Technology in Her is not The Answer, but a piece of the puzzle, something that may be incredibly meaningful at a particular point in our lives, like any other relationship — say, a relationship with a childhood friend that blossoms into eros and marriage, like Theodore’s failed marriage to his soon-to-be-ex-wife Catherine (Rooney Mara).
Her suggests that just as Theodore and Catherine’s divorce doesn’t mean their marriage wasn’t meaningful and important, so Theodore’s relationship with Samantha, although it eventually comes to an end, helps them each to grow and become stronger.
In some ways Her invites comparison to Craig Gillespie’s quirky, surprisingly sweet film Lars and the Real Girl.

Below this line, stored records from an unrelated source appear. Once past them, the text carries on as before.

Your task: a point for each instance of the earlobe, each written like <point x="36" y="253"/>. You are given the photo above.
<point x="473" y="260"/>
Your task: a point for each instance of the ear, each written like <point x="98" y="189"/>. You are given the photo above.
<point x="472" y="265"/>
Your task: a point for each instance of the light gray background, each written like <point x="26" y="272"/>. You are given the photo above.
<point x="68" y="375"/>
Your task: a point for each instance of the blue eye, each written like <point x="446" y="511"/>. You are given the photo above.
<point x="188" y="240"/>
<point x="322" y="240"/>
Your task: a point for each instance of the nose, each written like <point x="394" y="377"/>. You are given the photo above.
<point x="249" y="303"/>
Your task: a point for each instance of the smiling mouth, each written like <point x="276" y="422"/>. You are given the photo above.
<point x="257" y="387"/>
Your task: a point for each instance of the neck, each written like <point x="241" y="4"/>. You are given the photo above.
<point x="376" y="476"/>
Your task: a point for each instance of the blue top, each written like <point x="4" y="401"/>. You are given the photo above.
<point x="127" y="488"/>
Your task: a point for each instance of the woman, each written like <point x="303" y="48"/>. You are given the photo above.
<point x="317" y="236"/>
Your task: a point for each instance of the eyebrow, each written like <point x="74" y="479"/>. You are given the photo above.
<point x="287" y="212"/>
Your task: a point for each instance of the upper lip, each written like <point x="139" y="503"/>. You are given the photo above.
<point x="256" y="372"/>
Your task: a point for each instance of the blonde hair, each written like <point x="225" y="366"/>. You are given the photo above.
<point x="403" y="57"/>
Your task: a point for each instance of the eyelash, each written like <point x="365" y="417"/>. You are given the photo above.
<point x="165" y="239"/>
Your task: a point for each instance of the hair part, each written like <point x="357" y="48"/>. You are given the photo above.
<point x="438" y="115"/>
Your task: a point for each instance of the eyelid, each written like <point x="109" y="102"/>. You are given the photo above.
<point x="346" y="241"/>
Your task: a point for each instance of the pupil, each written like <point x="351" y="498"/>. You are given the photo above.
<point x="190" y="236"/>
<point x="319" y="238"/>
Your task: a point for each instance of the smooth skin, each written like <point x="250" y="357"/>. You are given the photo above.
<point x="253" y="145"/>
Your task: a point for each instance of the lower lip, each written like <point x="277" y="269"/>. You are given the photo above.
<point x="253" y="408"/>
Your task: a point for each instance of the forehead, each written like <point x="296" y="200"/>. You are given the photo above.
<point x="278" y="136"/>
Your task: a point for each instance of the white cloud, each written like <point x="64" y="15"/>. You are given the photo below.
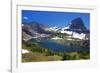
<point x="25" y="17"/>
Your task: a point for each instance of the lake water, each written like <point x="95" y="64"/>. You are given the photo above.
<point x="54" y="46"/>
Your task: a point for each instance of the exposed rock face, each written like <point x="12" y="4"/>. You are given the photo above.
<point x="76" y="29"/>
<point x="77" y="24"/>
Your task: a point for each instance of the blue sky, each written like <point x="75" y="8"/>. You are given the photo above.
<point x="59" y="19"/>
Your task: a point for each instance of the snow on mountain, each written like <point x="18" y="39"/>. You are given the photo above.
<point x="76" y="29"/>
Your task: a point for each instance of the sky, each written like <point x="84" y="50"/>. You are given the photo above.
<point x="59" y="19"/>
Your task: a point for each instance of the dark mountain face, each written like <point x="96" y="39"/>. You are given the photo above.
<point x="77" y="25"/>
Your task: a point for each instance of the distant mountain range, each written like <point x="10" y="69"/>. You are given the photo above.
<point x="37" y="30"/>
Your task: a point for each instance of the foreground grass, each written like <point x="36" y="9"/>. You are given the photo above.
<point x="38" y="53"/>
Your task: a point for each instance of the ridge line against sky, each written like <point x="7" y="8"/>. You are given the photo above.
<point x="59" y="19"/>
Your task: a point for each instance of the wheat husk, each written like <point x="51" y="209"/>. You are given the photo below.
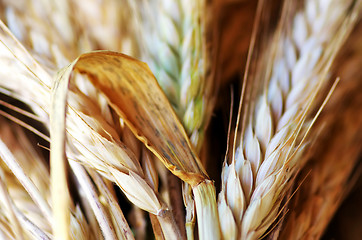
<point x="266" y="156"/>
<point x="334" y="154"/>
<point x="78" y="125"/>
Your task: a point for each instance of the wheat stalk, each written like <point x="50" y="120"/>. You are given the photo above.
<point x="266" y="151"/>
<point x="177" y="49"/>
<point x="176" y="52"/>
<point x="25" y="168"/>
<point x="334" y="154"/>
<point x="120" y="165"/>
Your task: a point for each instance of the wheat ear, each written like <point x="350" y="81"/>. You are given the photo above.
<point x="101" y="137"/>
<point x="22" y="167"/>
<point x="178" y="56"/>
<point x="267" y="149"/>
<point x="177" y="51"/>
<point x="334" y="153"/>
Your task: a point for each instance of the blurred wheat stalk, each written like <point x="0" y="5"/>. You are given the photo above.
<point x="112" y="135"/>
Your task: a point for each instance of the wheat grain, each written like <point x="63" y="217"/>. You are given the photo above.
<point x="93" y="147"/>
<point x="177" y="53"/>
<point x="266" y="153"/>
<point x="175" y="50"/>
<point x="334" y="153"/>
<point x="25" y="168"/>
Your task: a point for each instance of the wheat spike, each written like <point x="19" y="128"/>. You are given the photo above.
<point x="266" y="152"/>
<point x="176" y="52"/>
<point x="334" y="154"/>
<point x="100" y="148"/>
<point x="22" y="166"/>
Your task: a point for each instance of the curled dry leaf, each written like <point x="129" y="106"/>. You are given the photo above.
<point x="133" y="92"/>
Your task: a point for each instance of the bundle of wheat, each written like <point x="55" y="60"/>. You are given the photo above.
<point x="114" y="126"/>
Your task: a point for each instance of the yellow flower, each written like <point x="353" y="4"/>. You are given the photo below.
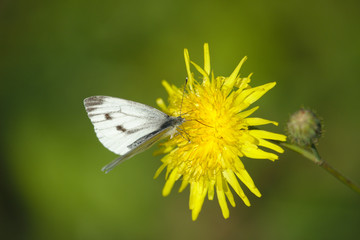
<point x="216" y="134"/>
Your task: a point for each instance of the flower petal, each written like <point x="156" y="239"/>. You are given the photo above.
<point x="267" y="135"/>
<point x="221" y="196"/>
<point x="259" y="121"/>
<point x="231" y="80"/>
<point x="206" y="59"/>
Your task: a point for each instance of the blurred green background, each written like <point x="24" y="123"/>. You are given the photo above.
<point x="53" y="54"/>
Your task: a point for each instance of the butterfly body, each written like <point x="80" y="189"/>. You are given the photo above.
<point x="126" y="127"/>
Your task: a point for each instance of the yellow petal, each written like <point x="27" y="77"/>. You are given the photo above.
<point x="200" y="70"/>
<point x="160" y="169"/>
<point x="221" y="197"/>
<point x="252" y="151"/>
<point x="251" y="95"/>
<point x="187" y="64"/>
<point x="246" y="113"/>
<point x="270" y="145"/>
<point x="199" y="195"/>
<point x="168" y="88"/>
<point x="267" y="135"/>
<point x="206" y="58"/>
<point x="183" y="185"/>
<point x="232" y="180"/>
<point x="211" y="190"/>
<point x="259" y="121"/>
<point x="231" y="80"/>
<point x="160" y="102"/>
<point x="170" y="182"/>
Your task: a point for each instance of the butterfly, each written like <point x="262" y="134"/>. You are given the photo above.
<point x="126" y="127"/>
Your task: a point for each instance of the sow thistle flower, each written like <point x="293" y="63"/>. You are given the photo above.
<point x="216" y="134"/>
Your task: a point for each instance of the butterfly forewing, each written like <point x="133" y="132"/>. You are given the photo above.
<point x="119" y="123"/>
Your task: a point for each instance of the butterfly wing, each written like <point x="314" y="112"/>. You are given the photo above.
<point x="120" y="123"/>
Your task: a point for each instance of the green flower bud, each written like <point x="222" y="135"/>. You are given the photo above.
<point x="304" y="127"/>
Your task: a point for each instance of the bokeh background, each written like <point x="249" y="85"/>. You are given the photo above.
<point x="53" y="54"/>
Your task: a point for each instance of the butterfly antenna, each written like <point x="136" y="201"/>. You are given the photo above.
<point x="182" y="99"/>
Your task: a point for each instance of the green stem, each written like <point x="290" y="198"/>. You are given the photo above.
<point x="315" y="158"/>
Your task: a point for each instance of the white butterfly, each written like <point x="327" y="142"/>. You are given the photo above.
<point x="126" y="127"/>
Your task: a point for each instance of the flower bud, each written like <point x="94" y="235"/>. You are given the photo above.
<point x="304" y="127"/>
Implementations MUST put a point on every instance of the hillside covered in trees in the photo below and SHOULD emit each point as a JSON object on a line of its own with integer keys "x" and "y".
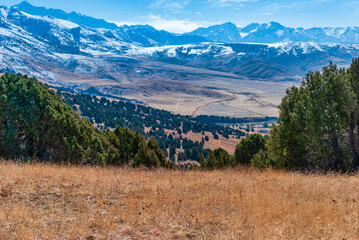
{"x": 166, "y": 128}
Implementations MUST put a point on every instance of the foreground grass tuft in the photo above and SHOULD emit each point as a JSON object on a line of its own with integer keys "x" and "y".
{"x": 52, "y": 202}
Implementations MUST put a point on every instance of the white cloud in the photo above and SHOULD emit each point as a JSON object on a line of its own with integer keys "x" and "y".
{"x": 230, "y": 3}
{"x": 170, "y": 4}
{"x": 173, "y": 25}
{"x": 273, "y": 8}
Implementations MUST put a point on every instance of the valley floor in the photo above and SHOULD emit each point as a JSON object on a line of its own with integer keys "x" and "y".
{"x": 53, "y": 202}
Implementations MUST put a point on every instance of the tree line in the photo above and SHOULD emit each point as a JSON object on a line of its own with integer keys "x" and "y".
{"x": 318, "y": 125}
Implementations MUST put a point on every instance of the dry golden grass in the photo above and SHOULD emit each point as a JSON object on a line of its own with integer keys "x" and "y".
{"x": 53, "y": 202}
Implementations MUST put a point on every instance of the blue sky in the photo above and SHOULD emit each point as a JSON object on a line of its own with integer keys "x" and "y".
{"x": 186, "y": 15}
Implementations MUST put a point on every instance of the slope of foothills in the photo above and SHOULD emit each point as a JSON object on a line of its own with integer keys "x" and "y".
{"x": 180, "y": 138}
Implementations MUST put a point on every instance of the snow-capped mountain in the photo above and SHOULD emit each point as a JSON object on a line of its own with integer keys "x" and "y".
{"x": 133, "y": 61}
{"x": 274, "y": 32}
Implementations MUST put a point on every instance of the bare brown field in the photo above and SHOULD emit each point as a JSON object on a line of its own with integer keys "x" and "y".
{"x": 54, "y": 202}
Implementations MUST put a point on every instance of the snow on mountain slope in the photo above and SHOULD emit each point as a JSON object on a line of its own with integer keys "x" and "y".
{"x": 63, "y": 52}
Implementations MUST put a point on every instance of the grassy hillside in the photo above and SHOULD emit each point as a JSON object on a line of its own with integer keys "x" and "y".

Lars stars Ryan Gosling as a socially dysfunctional young man whose chaste “relationship” with a “love doll” called Bianca helps him to grow and prepares him for real personal relationships (somewhat as a child develops emotional and social skills by interacting with a teddy bear).
But Lars is gently satiric in a way that Her isn’t, and implicitly recognizes that Bianca, however necessary she may be to Lars at the moment, is only an emotional crutch, not a true partner. The film’s title itself implicitly acknowledges the truth that there is no substitute for a real girl — or by extension, for a real boy.
If movies like Her and Ex Machina are any indication, it’s a truth that may be increasingly unpersuasive to many boys and girls in the years to come.